Текст книги "Охотник вверх ногами"
Автор книги: Кирилл Хенкин
Жанр:
Биографии и мемуары
сообщить о нарушении
Текущая страница: 14 (всего у книги 17 страниц)
20. Соучастие
После 5 марта 1968 года, когда в Чехословакии отменили цензуру, почти все мои коллеги по редакции журнала «Проблемы мира и социализма» согласились, что теперь уже «наши» не стерпят, введут войска.
Кое-кто возражал: «Это будет политическое самоубийство! Все представители компартий уедут!» (Никто, конечно, не уехал.)
* * *
Телефон зазвонил в 4 утра. Голос сотрудницы, живущей рядом с редакцией:
– Вы радио слушаете?
–?
– Наши танки вошли в город.
«Наши»!
Мы выскочили на балкон. В темном городе загорелись огни, сквозь открытые окна слышно, как надрываются телефоны. Издалека доносится глухое рокотание танков.
Включили приемник. Радио передавало призыв правительства:
«Соблюдайте спокойствие, сдержанность... сдержанность, спокойствие...»
До самой высылки в Москву будем жить, даже спать, не отрывая уха от «спидолы».
«Клид и розвага», – призывает Людвиг Свобода.

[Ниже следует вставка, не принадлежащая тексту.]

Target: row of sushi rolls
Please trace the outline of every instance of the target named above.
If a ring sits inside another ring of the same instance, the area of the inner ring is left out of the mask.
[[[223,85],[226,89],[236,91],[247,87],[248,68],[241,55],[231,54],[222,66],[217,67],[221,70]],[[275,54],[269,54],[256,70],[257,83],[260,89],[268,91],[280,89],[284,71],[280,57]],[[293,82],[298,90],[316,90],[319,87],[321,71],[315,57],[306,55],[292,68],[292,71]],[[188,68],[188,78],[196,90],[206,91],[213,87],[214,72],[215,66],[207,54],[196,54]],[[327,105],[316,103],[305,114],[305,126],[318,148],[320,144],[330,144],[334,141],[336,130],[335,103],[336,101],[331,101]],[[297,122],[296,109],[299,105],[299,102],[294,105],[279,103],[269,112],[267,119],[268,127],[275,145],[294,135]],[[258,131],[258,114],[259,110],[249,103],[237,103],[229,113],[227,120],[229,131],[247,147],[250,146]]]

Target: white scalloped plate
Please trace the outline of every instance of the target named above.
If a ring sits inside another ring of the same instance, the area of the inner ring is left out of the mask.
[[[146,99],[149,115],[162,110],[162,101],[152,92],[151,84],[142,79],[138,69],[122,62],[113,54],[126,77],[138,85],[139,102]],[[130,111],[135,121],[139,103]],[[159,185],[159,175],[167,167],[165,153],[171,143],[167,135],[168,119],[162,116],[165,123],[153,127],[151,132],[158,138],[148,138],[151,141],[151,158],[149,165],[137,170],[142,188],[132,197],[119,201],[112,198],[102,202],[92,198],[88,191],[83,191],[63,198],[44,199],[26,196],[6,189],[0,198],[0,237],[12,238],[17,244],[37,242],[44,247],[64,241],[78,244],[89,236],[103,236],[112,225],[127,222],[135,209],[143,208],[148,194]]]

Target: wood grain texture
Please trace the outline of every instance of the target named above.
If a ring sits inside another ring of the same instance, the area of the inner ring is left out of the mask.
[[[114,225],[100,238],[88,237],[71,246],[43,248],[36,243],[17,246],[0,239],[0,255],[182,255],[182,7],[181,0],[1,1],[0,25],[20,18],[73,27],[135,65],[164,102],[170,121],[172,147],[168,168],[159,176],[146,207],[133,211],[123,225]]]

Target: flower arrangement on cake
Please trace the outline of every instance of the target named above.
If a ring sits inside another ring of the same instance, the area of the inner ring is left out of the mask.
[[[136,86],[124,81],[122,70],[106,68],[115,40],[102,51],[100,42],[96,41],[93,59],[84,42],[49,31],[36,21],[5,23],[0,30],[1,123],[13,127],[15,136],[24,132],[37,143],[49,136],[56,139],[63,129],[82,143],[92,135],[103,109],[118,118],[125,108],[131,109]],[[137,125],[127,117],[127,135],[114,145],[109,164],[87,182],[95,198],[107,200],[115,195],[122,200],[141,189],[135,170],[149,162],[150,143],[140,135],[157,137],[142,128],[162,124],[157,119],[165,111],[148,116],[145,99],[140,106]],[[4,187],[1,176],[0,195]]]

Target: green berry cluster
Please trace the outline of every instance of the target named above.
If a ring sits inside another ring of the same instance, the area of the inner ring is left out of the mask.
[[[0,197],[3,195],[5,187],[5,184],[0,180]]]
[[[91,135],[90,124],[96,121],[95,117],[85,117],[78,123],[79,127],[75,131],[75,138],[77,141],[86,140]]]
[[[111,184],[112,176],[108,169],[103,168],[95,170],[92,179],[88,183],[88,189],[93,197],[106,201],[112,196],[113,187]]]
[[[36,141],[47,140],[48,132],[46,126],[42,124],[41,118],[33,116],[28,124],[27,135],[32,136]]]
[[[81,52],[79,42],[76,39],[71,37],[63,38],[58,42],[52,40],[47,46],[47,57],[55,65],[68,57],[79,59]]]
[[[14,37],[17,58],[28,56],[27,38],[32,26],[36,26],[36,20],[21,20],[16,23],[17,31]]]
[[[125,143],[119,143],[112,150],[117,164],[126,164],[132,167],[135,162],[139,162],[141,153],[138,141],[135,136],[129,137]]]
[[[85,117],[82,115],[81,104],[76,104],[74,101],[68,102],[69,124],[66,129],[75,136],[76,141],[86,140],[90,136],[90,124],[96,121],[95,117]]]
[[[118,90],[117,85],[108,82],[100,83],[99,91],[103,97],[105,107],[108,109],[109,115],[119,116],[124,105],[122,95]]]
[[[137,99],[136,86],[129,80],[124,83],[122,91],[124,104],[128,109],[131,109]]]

Сегодня, задним числом, легко иронически усмехаться: «Чего же ждали, на что надеялись? Может, вправду думали, что социализм бывает с человеческим лицом?»
Да, думали! Да, надеялись! Да, верили!
Ведь хочется верить в чудо. Хочется видеть победу не одних мерзавцев над другими, не одной демагогии над другой, а победу совести в сознании и сердцах людей, вчера творивших зло. Победу разума над безумием, правды над ложью. Пусть чудо, сказка – как поцелуй красавицы, превращающий клыкастое чудовище в прекрасного принца...

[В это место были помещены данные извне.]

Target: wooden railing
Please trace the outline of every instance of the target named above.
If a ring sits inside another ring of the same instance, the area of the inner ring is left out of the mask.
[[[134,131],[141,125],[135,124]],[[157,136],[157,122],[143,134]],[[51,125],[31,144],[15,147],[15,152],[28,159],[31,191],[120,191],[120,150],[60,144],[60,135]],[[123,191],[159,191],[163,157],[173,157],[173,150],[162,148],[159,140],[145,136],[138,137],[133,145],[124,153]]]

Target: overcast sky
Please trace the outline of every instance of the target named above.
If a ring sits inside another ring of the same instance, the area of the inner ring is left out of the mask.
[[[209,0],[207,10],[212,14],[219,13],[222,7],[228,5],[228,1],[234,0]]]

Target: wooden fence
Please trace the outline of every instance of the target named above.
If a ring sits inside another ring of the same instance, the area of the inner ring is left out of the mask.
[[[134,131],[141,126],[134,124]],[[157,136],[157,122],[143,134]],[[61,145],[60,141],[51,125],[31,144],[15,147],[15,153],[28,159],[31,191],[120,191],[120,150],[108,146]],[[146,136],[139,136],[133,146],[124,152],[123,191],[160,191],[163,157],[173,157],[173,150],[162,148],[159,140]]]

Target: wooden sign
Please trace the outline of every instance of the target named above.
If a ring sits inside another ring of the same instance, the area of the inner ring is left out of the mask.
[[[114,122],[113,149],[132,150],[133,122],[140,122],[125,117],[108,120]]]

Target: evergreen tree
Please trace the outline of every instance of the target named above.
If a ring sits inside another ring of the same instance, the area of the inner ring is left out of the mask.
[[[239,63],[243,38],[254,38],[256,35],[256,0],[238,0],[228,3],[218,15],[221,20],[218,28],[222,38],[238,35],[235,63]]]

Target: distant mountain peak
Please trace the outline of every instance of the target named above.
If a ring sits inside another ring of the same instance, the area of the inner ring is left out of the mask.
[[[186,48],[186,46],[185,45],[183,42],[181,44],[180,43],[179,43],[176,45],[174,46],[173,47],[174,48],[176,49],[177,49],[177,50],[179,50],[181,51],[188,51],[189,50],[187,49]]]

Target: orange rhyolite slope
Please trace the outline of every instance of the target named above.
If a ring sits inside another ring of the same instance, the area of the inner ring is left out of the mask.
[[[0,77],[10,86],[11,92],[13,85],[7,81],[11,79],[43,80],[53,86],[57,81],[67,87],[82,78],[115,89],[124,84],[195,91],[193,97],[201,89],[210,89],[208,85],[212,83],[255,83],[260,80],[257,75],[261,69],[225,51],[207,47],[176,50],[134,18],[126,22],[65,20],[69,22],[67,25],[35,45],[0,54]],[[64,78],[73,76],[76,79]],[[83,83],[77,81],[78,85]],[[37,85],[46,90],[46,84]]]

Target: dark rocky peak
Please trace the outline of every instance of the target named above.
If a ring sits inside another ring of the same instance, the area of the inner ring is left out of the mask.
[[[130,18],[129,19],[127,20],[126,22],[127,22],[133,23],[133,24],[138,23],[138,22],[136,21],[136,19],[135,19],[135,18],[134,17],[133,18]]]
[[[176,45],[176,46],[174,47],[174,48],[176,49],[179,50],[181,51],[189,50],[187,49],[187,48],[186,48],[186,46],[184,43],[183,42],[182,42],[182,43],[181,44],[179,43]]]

Недавно назначенный КПЧ ответственный секретарь редакции Павел Ауэрсберг, бывший личный секретарь Новотного, рассказывал при мне, что при «хозяине» все участники заседаний Президиума, то есть Политбюро ЦК, заходили потом по одному к первому секретарю, чтобы с глазу на глаз получить конверт с суммой, строго соответствующей той оценке, которую Новотный давал поведению данного товарища на закончившемся собрании.
А ведь среди заходивших за конвертом бывал и Дубчек...

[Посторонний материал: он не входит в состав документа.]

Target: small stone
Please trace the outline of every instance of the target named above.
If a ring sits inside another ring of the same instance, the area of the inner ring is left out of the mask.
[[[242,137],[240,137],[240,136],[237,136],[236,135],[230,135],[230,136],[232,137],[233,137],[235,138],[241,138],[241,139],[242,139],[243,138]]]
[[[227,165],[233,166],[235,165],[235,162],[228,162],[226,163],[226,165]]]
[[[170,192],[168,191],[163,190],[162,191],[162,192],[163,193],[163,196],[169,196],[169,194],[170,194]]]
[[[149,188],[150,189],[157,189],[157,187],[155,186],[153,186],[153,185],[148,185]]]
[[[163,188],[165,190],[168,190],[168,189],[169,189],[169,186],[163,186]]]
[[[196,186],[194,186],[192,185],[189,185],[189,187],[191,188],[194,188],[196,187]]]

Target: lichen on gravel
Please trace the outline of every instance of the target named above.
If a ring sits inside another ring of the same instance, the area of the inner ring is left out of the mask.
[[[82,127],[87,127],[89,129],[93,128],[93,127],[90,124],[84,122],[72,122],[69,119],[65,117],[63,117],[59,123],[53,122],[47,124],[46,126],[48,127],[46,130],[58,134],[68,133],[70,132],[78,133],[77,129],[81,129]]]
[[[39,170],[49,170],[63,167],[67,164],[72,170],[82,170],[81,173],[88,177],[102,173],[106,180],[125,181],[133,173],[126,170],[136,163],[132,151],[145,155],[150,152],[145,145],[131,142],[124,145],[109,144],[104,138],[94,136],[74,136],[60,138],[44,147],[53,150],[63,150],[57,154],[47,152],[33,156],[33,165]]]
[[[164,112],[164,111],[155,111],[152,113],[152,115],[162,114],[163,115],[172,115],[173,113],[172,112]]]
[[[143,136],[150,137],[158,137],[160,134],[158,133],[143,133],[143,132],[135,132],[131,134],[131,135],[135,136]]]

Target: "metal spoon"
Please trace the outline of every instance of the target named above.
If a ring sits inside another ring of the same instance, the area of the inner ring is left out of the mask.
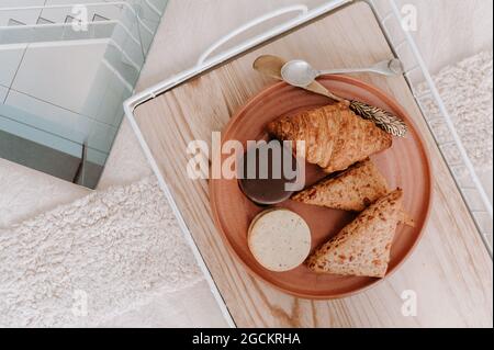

И вот этот вчерашний контрразведчик, преданный Москве партийный функционер, проводит в жизнь демократические реформы, ограничивающие его же власть; партийный экономист, академик Ота Шик разоблачает по телевидению марксистскую экономическую липу, новый начальник тайной полиции призывает население: «Не пишите доносов, мы не будем их читать!» Печать, радио, телевидение пишут, говорят и показывают такое, что западные журналисты только ахают: «Нам такое недоступно! О такой свободе мы можем только мечтать!»
Как тут не поверить, как не размечтаться?
И мечтать, возможно, острее и ярче, чем чехи. Сдерживая мой энтузиазм, мой пражский друг, чешский писатель говорил: «У нас ничего не выйдет. Мы народ коллаборантов. Мы не венгры. Мы – швейки».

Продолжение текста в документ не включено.